Poseł Solidarnej Polski Janusz Kowalski podczas wrześniowej debaty ws. reparacji wojennych w obraźliwy sposób zwrócił się do polityków opozycji. – Partia niemiecka podnosi głowę, mówicie po polsku, myślicie po niemiecku; jeśli jesteście Polakami, macie obowiązek głosować za reparacjami – oświadczył.
Na jego wystąpienie zareagował wicemarszałek Włodzimierz Czarzasty (Lewica), który prowadził wówczas obrady izby niższej polskiego parlamentu. – Nie pozwalam, by mówił pan do posłów „volksdeutsche”. Są granice – powiedział.
Sejmowa komisja podjęła decyzję ws. Janusza Kowalskiego. „Najwyższa możliwa kara”
Zachowaniem polityka Solidarnej Polski zajęła się sejmowa komisja etyki. O wynikach jej obrad poinformowała przewodnicząca tej komisji Monika Falej (Lewica).
„Janusz Kowalski za niedopuszczalne zachowanie i szkalowanie dobrego imienia partii opozycyjnej, nazywając jej członków „Volksdeutschami” został słusznie ukarany najwyższą możliwą karą przez Komisję Etyki Poselskiej” – przekazała posłanka.

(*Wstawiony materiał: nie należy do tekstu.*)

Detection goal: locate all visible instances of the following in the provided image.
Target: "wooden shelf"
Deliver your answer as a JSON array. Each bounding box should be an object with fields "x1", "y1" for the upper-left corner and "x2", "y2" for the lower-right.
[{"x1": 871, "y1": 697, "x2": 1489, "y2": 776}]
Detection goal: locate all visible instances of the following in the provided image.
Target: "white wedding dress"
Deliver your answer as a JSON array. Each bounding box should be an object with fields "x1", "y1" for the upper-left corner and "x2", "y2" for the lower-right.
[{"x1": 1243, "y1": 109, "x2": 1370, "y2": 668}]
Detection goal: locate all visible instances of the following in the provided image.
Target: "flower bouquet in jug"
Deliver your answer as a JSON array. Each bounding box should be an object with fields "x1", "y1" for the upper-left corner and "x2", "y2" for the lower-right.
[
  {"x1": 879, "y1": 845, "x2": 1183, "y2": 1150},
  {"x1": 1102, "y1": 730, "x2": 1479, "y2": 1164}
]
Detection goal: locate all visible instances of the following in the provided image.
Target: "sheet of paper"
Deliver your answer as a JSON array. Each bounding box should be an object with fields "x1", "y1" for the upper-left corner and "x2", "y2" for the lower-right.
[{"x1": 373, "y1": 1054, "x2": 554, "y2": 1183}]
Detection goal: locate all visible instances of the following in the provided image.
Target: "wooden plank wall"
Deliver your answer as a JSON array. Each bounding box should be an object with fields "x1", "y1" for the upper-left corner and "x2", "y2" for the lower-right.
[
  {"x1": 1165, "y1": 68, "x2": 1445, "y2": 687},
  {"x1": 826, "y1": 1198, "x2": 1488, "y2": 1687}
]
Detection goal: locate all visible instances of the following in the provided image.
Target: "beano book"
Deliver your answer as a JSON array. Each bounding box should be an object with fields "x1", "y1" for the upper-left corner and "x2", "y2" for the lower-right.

Polska wysyła notę dyplomatyczną do Berlina ws. reparacji
1 września, w rocznicę wybuchu II wojny światowej, na Zamku Królewskim w Warszawie zaprezentowano raport na temat strat, jakie Polska poniosła w związku z agresją i okupacją nazistowskich Niemiec. Jarosław Kaczyński zapowiedział, że polski rząd podjął decyzję, aby oficjalnie domagać się odszkodowania „za to wszystko, co Niemcy uczynili w Polsce w ciągu lat 1939-1945”. Oszacowana kwota wynosi 6 bilionów 200 miliardów złotych.
Kilka dni później premier Mateusz Morawiecki zapowiedział, że w tej sprawie zostanie do niemieckiego rządu zostanie w tej sprawie wysłana oficjalna nota dyplomatyczna. Zaś w połowie września Sejm zdecydowaną większością przyjął uchwałę w sprawie dochodzenia przez Polskę zadośćuczynienia za szkody spowodowane przez Niemcy w czasie II wojny światowej.
Zgodnie z zapowiedziami w poniedziałek 3 października polski rząd wystosował oficjalną notę dyplomatyczną ws. reparacji. Notę przed przekazaniem niemieckiemu MSZ przed kamerami podpisał szef polskiego MSZ Zbigniew Rau.